Wrinkled Around the Knuckles

I was putting you to bed tonight, and we were lying in bed. You were playing and my hand was on your back. It didn’t look like my hand though. My hands have always been the hands of a young man, a kid. These hands were slightly worn, wrinkled. They were the hands of my father, now mine.

I remember as a kid, a few years older than you are now, and my dad was about my age–even younger. I would look at his hands, wrinkled around the knuckles and callused. They were Dad Hands. They were strong and capable and comforting. Those hands could fix your bike, stop a “bad guy,” or throw a baseball so high into the sky you couldn’t see it anymore. They were exceptional.

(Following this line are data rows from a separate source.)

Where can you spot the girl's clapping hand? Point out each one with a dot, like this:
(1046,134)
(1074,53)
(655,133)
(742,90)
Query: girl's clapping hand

Now those hands are mine, and I am the one that must fix bikes and throw balls and stop bad guys. The problem is, I am not ready to be the dad, because I still want to be the kid. I want to have the dad to help me and guide me. My hands aren’t quite capable enough to do all these things on my own yet. I am still learning, kiddo.

To you, I am the adult. I am The Dad. I am infallible (for the time being; before high school). I know what I am missing and what I am not capable of passing on though, kiddo. I don’t know how to fish. I’ve done it a few times, but I can’t teach it to you, I’m sorry. I don’t know how to fix cars. I don’t know how to make cinnamon rolls from scratch on Christmas day. There are a lot of things I just haven’t learned yet, and so many more things that I thought I would have plenty of time to learn. There’s always time. There’s always time. There’s always time.

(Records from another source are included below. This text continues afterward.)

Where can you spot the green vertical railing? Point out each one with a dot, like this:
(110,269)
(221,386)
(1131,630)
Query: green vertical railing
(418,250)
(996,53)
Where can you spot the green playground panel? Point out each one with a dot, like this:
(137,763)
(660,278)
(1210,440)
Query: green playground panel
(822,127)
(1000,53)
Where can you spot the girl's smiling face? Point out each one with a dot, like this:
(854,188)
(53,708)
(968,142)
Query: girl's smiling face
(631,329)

There are many things I have learned from my dad that I will be able to show you, though. While I’ll never be as good as him, I do know that I can change a light fixture, I can install wood floors, I can play catch pretty well, and I hang Christmas lights with enough ‘gal’ dangits.’ The most important things I’ve learned from my dad, however, and that’s how to be a good man, a strong man, and a loving man.

My dad was an ambition guy. He was, after all, a fire chief by the age of 30. He accomplished more professionally in his career by 30 than most do their entire lives. He was driven and hard-working. It was never an issue, because we knew what he was doing was important work. He was home for dinner, to play catch on the weekends, and sometimes take us to fires with the sirens running–that was always awesome. I have always been so proud that he’s my dad. From a little kid when he’d come to school to teach the entire school about Stop, Drop, and Roll. I was always pulled up on the stage, and I never felt more special in my whole life. He’d come to school wearing his uniform and eat lunch with me, and it was the greatest feeling, having him there. I wouldn’t change any of it.

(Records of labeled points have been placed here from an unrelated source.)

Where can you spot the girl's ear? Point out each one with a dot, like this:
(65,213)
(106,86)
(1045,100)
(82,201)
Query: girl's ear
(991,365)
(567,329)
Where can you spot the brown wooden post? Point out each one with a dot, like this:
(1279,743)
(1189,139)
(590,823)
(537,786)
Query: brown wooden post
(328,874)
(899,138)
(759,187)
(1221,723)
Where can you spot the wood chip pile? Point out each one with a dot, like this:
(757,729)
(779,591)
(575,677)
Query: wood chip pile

I am very fortunate to be who I am because of him. I have a great role model of How to Be a Dad. How to Be a Provider. How to Be a Man. Now I have to piece those lessons together and somehow play charades well enough to make it believable, when I’m just fumbling along hoping you don’t realize that I am still a kid myself. When my hands, wrinkled around the knuckles, resemble my dads, they’ll never have the wisdom his do.